Document Type

Article

Publication Date

2016

Abstract

The nature of injustice is that we may not always see it in our own times. The generations that wrote and ratified the Bill of Rights and the Fourteenth Amendment did not presume to know the extent of freedom in all of its dimensions, and so they entrusted to future generations a charter protecting the right of all persons to enjoy liberty as we learn its meaning. When new insight reveals discord between the Constitution’s central protections and a received legal stricture, a claim to liberty must be addressed.” -- Obergefell v. Hodges, 135 S. Ct. 2584, 2598 (2015)(emphasis added)

The Supreme Court described a troubling “discord between the Constitution’s central protections and a received legal stricture” in its 2015 decision in Obergefell v. Hodges. Its decision in Obergefell resolved that discord in the context of the right to same-sex marriage. Unfortunately, that same discord remains in the context of marriages and other intimate relationships fraught with domestic violence because police protection for victims in these relationships is still not recognized as a due process interest.
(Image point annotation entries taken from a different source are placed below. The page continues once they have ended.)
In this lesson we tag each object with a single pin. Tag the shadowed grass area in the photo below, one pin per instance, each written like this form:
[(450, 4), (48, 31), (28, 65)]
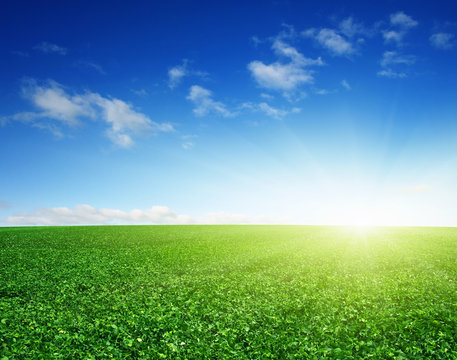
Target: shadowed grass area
[(228, 292)]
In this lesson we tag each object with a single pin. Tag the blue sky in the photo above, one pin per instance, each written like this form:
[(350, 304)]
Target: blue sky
[(228, 112)]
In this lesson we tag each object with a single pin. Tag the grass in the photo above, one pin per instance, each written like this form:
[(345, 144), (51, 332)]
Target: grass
[(228, 292)]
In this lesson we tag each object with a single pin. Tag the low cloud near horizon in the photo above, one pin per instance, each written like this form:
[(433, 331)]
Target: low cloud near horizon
[(156, 215)]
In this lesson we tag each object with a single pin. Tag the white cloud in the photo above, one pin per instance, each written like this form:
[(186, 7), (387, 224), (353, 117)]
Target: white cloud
[(187, 145), (415, 189), (269, 110), (331, 40), (4, 204), (402, 20), (177, 73), (443, 41), (390, 58), (266, 96), (277, 76), (88, 215), (284, 77), (125, 121), (56, 105), (204, 103), (391, 61), (389, 73), (350, 28), (90, 65), (345, 84), (49, 48), (393, 36)]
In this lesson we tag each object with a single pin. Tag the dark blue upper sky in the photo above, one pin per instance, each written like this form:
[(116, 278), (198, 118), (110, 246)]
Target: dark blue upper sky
[(253, 111)]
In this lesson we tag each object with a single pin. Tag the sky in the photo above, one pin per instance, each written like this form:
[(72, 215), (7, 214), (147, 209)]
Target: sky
[(252, 112)]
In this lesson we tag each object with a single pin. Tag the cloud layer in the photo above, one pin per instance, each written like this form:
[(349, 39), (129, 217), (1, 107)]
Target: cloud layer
[(57, 108), (88, 215), (286, 77)]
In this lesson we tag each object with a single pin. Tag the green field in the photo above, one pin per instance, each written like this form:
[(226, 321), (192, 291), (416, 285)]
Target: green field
[(228, 292)]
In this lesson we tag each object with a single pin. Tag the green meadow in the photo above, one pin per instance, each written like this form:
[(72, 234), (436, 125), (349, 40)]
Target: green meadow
[(228, 292)]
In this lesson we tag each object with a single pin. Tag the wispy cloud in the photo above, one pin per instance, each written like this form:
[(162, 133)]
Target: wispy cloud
[(389, 73), (417, 189), (20, 53), (83, 64), (177, 73), (402, 20), (393, 64), (345, 84), (401, 24), (88, 215), (390, 58), (204, 103), (269, 110), (4, 204), (443, 41), (48, 48), (57, 107), (351, 28), (286, 77), (331, 40)]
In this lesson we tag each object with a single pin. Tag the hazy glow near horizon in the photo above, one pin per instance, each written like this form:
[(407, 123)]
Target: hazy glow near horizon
[(312, 114)]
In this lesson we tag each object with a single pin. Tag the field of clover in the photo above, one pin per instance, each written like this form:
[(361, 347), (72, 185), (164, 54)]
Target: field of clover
[(228, 292)]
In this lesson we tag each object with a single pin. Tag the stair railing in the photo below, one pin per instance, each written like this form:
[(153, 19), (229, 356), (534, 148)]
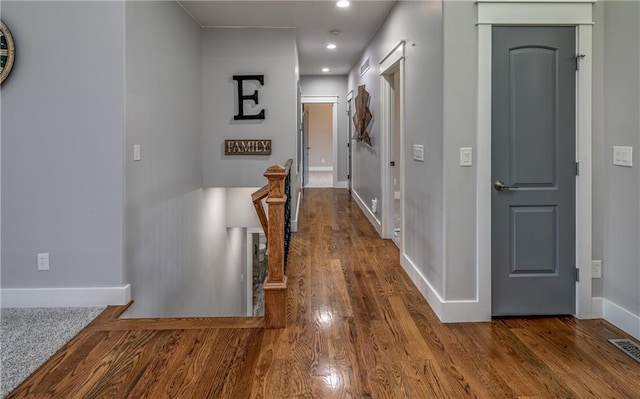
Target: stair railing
[(277, 229)]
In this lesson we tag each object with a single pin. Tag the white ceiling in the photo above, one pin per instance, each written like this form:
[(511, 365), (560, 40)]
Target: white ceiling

The Supreme Court faced this issue in its 2005 decision Town of Castle Rock v. Gonzales, but it declined to recognize due process property rights for domestic violence victims based on police inaction. The right to police protection, as Justice Kennedy explains in Obergefell, is a right inextricably linked with the other fundamental rights protected by the Due Process Clause of the Fourteenth Amendment. Freedom from domestic violence is a fundamental human right, and the Supreme Court should recognize it as an aspect of due process liberty, just as it does the right to marry. The due process analysis in Obergefell enables the Supreme Court to overturn its decision in Castle Rock.